2.BÖLÜM "DOSYA"

3.5K 186 47
                                    

Selam!

Benim için buraya bir kalp bırakabilir misiniz? ✨✨

"Niyeti olmayanın hep bir bahanesi vardır."

(Bölüm Şarkısı: Fırat Tanış - Yani)

                                      ***

Hayatta her zaman güzellikler olduğuna, hayatın her zaman bize güzel şeyler verdiğine emin olduğum bir hayat geçirdim bu yaşıma kadar. Tesadüfler, ruhumu aydınlattı hep; tamamen inandım kadere, tesadüflere.

Önüme bir kedinin çıkıp miyavlaması, onunla aramda oluşan derin bağ onu alıp eve götürmem ve ona mutlu geçen bir gece yaşatmam gerekirdi hep. Kader onu benim önüme çıkarmıştı. Tesadüfen karşılaşmıştık ve bana ihtiyacı vardı.

Aylar sonra çok uzaklarda gördüğüm o kedi, gerçekten de tesadüflerin var olduğuna inandırmıştı beni. Tesadüfler vardı, hayatın tam içindeydi.

Şu anki tesadüf neydi, anlamakta zorluk çekiyordum. Dün gece, kapüşonlu hırkasıyla sokaklarda dolanıp sigara içen o sert bakışlı adam şimdi karşımda smokininin içinde son derece zarif ve bir salon beyefendisi gibi oturuyordu.

"Oturabilirsiniz." dedi profesyonelce. Yaşadığım şok, bacaklarımı kitlemişti resmen.
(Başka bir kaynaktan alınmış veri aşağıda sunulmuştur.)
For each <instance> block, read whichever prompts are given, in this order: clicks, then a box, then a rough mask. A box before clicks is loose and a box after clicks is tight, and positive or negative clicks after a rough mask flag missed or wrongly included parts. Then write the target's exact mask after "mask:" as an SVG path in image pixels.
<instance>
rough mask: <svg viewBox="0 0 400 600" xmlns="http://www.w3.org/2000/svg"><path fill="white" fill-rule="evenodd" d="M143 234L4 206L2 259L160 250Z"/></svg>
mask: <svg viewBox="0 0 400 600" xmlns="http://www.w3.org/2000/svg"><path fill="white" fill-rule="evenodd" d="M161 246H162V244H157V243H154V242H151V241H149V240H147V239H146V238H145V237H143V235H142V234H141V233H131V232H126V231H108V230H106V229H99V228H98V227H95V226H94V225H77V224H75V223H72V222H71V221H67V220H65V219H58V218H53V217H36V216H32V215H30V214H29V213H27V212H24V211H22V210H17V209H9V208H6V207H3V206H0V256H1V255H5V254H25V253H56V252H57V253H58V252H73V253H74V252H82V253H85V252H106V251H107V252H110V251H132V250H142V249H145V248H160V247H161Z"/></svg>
Adamın suratına boş boş bakıp, bir emir verilse de uygulasam diye bekliyordum.

Bacaklarım güçlükle hareket ederken, masanın karşısındaki koltuğa yavaşça oturdum.

"Buket Hanım, sizi bana yönlendirmiş anladığım kadarıyla."

Kafamı sallayarak onayladım ve gözlerimi kaçırdım.

"Nerede okuyorsun?"

"Odtü." dedim sakince.

Kaşları havaya kalktığında, bunu sanki benden beklemiyormuş gibi alayla suratıma baktı.

"Dosyanı alabilir miyim?"

Elimdeki dosyanın ne zamandır elimde olduğunu bile unutmuştum. "Tabii."

Ayağa kalkıp dosyayı uzattığımda, deneyimsizliklerim ve leş gibi notlarımla karşılaşması pek de uzun sürmemiş olacak ki yüzünde belli belirsiz bir alay peyda olmuştu.

"Bu notlar ve deneyimsizliğin ile mi başvuracaksın stajyerliğe?"

"Evet." dedim, kendimden emin bir şekilde.

"Yaptığın maketlerin fotoğraflarını burada görebiliyorum. Fena değiller, neden notların düşük?"

Gelelim o konuya. "Çalışmak zorundayım çünkü."

Gülerek, yüzüme baktı. "Bu bir bahane."

Bahaneymiş, sen gel bir de bana sor.

"Size öyle gelmiş olabilir."

"Senin yaşındayken, aynı günde iki işte çalışıp, okumaya çalışıyordum." dedi dikkatle dosyayı okumaya devam ederken. "Yani bahane."

Derin bir nefes alarak, gözlerimi kaçırdım. "Siz başardınız diye, herkes başarmak zorunda diye bir şey mi var?"

Bu atağımı beklemiyor olacak ki, bir anda bana dönmüştü. Dosyanın kapağını kapatmış, bana doğru ittirmişti.